Presiden Indonesian Nutrition Association Luciana B. Sutanto mengatakan, 1 dari 3 anak Indonesia rentan menderita anemia.

"Anemia dapat disebabkan oleh kurangnya asupan zat besi harian si Kecil. Saat asupan Zat Besi tidak tercukupi dalam makanan harian si Kecil maka dapat terjadi gangguan perkembangan kognitif atau otak, dan pertumbuhan anak, seperti salah satunya menurunnya kecerdasan, fungsi otak, serta fungsi motorik anak seperti mudah kelelahan. Hal ini tentu tidak dapat dianggap enteng olah orangtua, apalagi di masa-masa sampai usia 5 tahun, dimana perkembangan otak anak masih berkembang pesat," katanya.

3 dari 3 halaman

Upaya Pencegahan Anemia

Tahun ini, Danone Indonesia melalui SGM Eksplor akan menjalankan inisiatif program baru untuk meningkatkan kesadaran para Bunda di Indonesia tentang risiko anemia pada anak di bawah usia 5 tahun, serta pentingnya mengkonsumsi makanan tinggi zat besi dan Vitamin C yang berasal dari protein hewani.
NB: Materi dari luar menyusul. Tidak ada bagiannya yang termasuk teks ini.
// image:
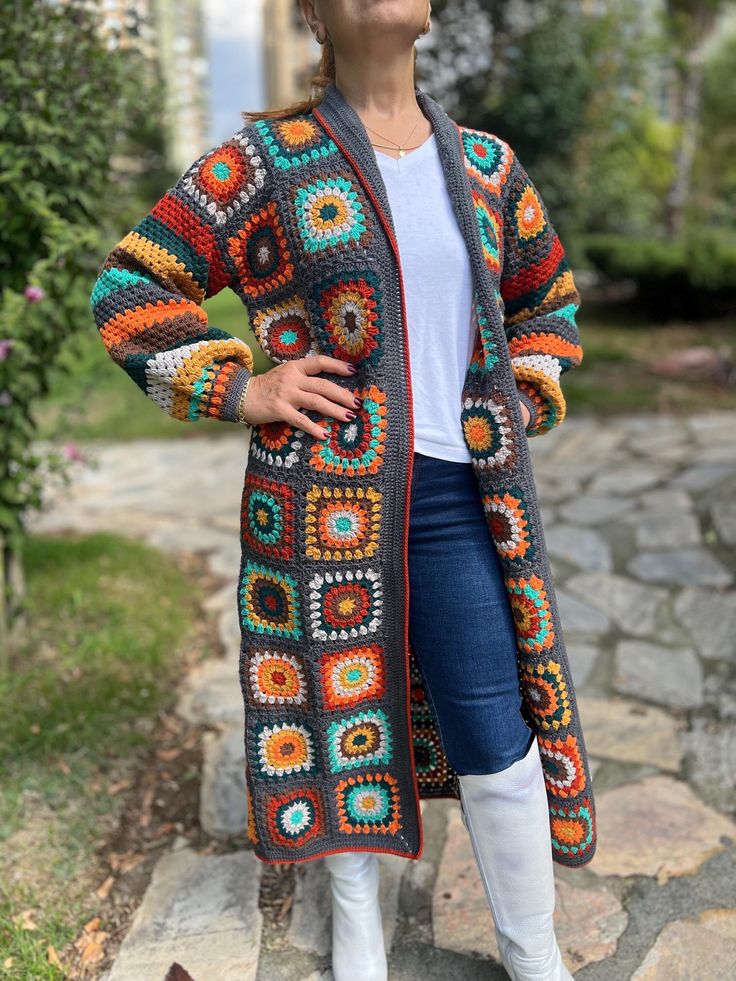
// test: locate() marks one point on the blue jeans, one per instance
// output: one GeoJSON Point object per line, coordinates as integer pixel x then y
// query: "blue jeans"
{"type": "Point", "coordinates": [461, 627]}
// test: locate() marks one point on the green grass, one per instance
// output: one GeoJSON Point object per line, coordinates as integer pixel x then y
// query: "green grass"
{"type": "Point", "coordinates": [99, 658]}
{"type": "Point", "coordinates": [92, 397]}
{"type": "Point", "coordinates": [618, 346]}
{"type": "Point", "coordinates": [95, 399]}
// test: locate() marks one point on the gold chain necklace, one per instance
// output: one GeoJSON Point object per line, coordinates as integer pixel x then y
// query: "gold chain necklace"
{"type": "Point", "coordinates": [393, 144]}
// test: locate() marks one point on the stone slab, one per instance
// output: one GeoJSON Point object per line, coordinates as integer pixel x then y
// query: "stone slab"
{"type": "Point", "coordinates": [588, 922]}
{"type": "Point", "coordinates": [656, 827]}
{"type": "Point", "coordinates": [310, 927]}
{"type": "Point", "coordinates": [223, 809]}
{"type": "Point", "coordinates": [671, 676]}
{"type": "Point", "coordinates": [701, 948]}
{"type": "Point", "coordinates": [631, 732]}
{"type": "Point", "coordinates": [200, 911]}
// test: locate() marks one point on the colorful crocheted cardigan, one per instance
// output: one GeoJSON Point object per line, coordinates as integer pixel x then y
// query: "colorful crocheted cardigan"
{"type": "Point", "coordinates": [292, 215]}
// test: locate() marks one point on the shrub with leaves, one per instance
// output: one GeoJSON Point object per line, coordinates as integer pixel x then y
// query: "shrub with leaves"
{"type": "Point", "coordinates": [70, 101]}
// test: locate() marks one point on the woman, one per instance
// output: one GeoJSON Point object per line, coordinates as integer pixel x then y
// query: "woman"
{"type": "Point", "coordinates": [400, 633]}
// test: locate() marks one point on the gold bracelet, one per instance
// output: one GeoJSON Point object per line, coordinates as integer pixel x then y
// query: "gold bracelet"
{"type": "Point", "coordinates": [239, 413]}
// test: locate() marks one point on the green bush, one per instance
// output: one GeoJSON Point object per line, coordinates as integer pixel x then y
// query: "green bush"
{"type": "Point", "coordinates": [694, 277]}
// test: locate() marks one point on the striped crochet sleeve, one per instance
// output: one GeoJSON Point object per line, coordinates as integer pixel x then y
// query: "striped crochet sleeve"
{"type": "Point", "coordinates": [147, 300]}
{"type": "Point", "coordinates": [540, 302]}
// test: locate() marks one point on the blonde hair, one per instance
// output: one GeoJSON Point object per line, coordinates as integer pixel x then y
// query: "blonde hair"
{"type": "Point", "coordinates": [320, 80]}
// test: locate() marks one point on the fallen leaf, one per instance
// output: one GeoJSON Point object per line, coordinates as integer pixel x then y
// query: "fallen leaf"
{"type": "Point", "coordinates": [177, 973]}
{"type": "Point", "coordinates": [93, 953]}
{"type": "Point", "coordinates": [125, 862]}
{"type": "Point", "coordinates": [120, 785]}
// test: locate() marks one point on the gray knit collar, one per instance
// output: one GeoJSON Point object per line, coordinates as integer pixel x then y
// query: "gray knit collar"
{"type": "Point", "coordinates": [351, 132]}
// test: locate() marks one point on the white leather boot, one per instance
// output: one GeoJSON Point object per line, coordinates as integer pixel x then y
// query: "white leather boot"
{"type": "Point", "coordinates": [508, 822]}
{"type": "Point", "coordinates": [358, 952]}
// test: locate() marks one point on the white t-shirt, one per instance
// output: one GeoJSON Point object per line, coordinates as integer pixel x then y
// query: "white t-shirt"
{"type": "Point", "coordinates": [438, 292]}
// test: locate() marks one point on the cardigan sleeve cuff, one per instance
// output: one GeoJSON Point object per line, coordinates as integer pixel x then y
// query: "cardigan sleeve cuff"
{"type": "Point", "coordinates": [230, 398]}
{"type": "Point", "coordinates": [542, 395]}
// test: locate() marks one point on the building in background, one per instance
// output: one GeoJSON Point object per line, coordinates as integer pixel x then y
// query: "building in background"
{"type": "Point", "coordinates": [291, 53]}
{"type": "Point", "coordinates": [182, 55]}
{"type": "Point", "coordinates": [170, 34]}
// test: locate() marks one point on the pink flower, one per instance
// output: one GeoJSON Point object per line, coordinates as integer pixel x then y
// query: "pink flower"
{"type": "Point", "coordinates": [34, 294]}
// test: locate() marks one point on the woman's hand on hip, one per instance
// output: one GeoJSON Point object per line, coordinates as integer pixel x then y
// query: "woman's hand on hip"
{"type": "Point", "coordinates": [279, 394]}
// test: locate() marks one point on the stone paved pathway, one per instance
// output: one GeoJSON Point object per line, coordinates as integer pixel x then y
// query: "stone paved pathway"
{"type": "Point", "coordinates": [640, 522]}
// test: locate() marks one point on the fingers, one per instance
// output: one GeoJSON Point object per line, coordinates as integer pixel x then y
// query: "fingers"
{"type": "Point", "coordinates": [334, 395]}
{"type": "Point", "coordinates": [301, 421]}
{"type": "Point", "coordinates": [323, 362]}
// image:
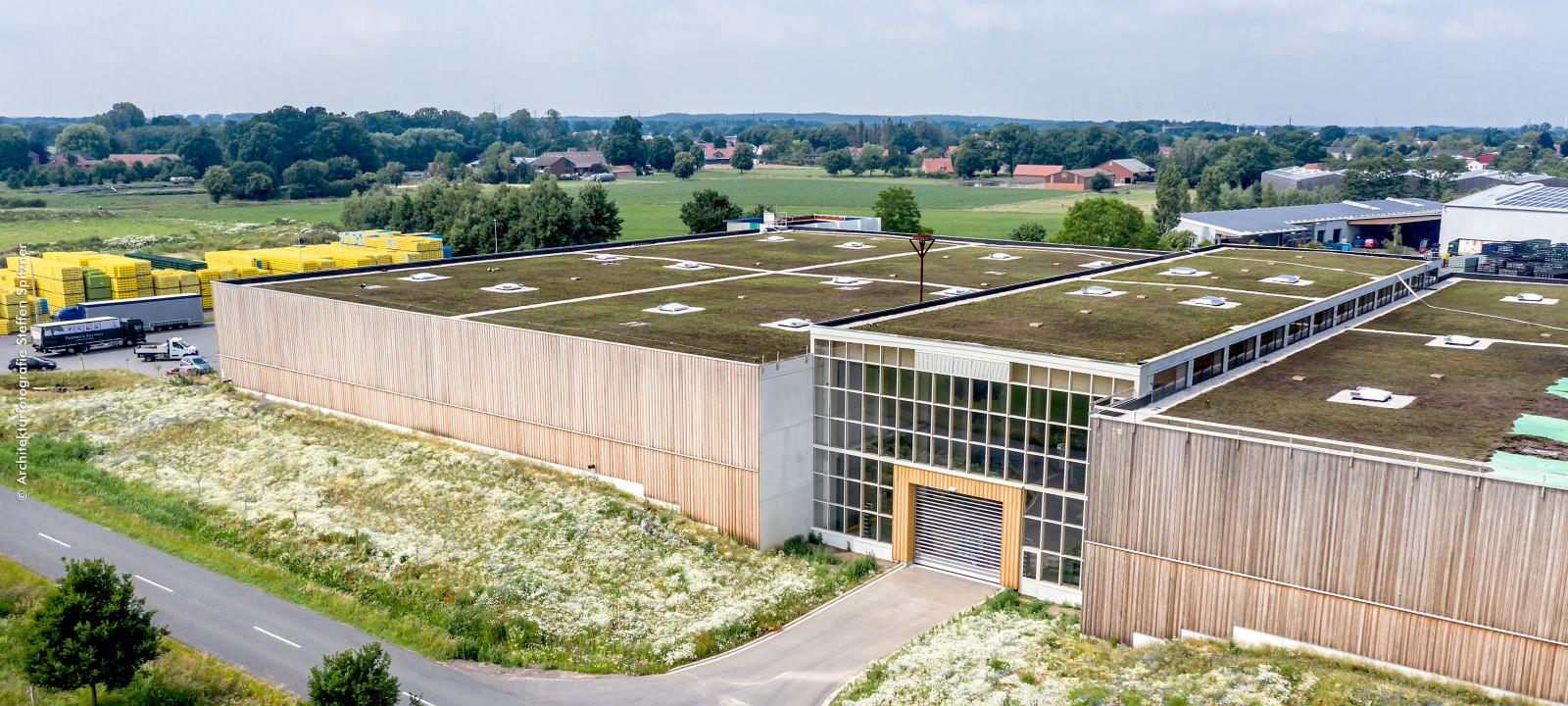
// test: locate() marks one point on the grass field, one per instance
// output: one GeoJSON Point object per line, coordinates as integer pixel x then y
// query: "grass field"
{"type": "Point", "coordinates": [187, 222]}
{"type": "Point", "coordinates": [179, 677]}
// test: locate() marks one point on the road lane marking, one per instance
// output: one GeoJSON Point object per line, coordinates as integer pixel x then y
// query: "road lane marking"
{"type": "Point", "coordinates": [154, 582]}
{"type": "Point", "coordinates": [276, 637]}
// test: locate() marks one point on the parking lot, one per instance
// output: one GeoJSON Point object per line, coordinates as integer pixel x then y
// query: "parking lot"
{"type": "Point", "coordinates": [204, 339]}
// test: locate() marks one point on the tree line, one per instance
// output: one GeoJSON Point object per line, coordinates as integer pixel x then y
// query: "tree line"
{"type": "Point", "coordinates": [491, 220]}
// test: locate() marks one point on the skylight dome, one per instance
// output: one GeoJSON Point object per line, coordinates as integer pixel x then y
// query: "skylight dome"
{"type": "Point", "coordinates": [1371, 394]}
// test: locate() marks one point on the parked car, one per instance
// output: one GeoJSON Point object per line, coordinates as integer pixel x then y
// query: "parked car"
{"type": "Point", "coordinates": [31, 363]}
{"type": "Point", "coordinates": [192, 366]}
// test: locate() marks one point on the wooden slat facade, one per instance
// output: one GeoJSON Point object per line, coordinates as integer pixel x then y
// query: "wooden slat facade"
{"type": "Point", "coordinates": [682, 426]}
{"type": "Point", "coordinates": [1443, 572]}
{"type": "Point", "coordinates": [1011, 498]}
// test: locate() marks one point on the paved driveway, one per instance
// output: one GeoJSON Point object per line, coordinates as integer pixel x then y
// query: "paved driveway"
{"type": "Point", "coordinates": [799, 666]}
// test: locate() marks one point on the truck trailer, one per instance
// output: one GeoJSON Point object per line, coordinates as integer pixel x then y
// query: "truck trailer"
{"type": "Point", "coordinates": [86, 333]}
{"type": "Point", "coordinates": [156, 313]}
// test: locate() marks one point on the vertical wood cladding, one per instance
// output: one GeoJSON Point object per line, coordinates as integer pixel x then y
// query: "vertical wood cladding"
{"type": "Point", "coordinates": [1443, 572]}
{"type": "Point", "coordinates": [686, 428]}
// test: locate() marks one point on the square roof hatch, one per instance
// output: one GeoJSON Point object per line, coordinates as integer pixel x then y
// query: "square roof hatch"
{"type": "Point", "coordinates": [509, 287]}
{"type": "Point", "coordinates": [673, 308]}
{"type": "Point", "coordinates": [1371, 394]}
{"type": "Point", "coordinates": [792, 324]}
“Pemerintah, tenaga kesehatan, pihak swasta, masyarakat, maupun dari lingkungan terkecil yaitu keluarga dapat memberikan perhatian lebih dalam anemia terutama pada anak di bawah usia 5 tahun, untuk mendukung kemajuan anak Indonesia di masa depan,”  pungkas Medical & Scientific Affairs Director Danone Specialized Nutrition Indonesia Ray Wagiu Basrowi.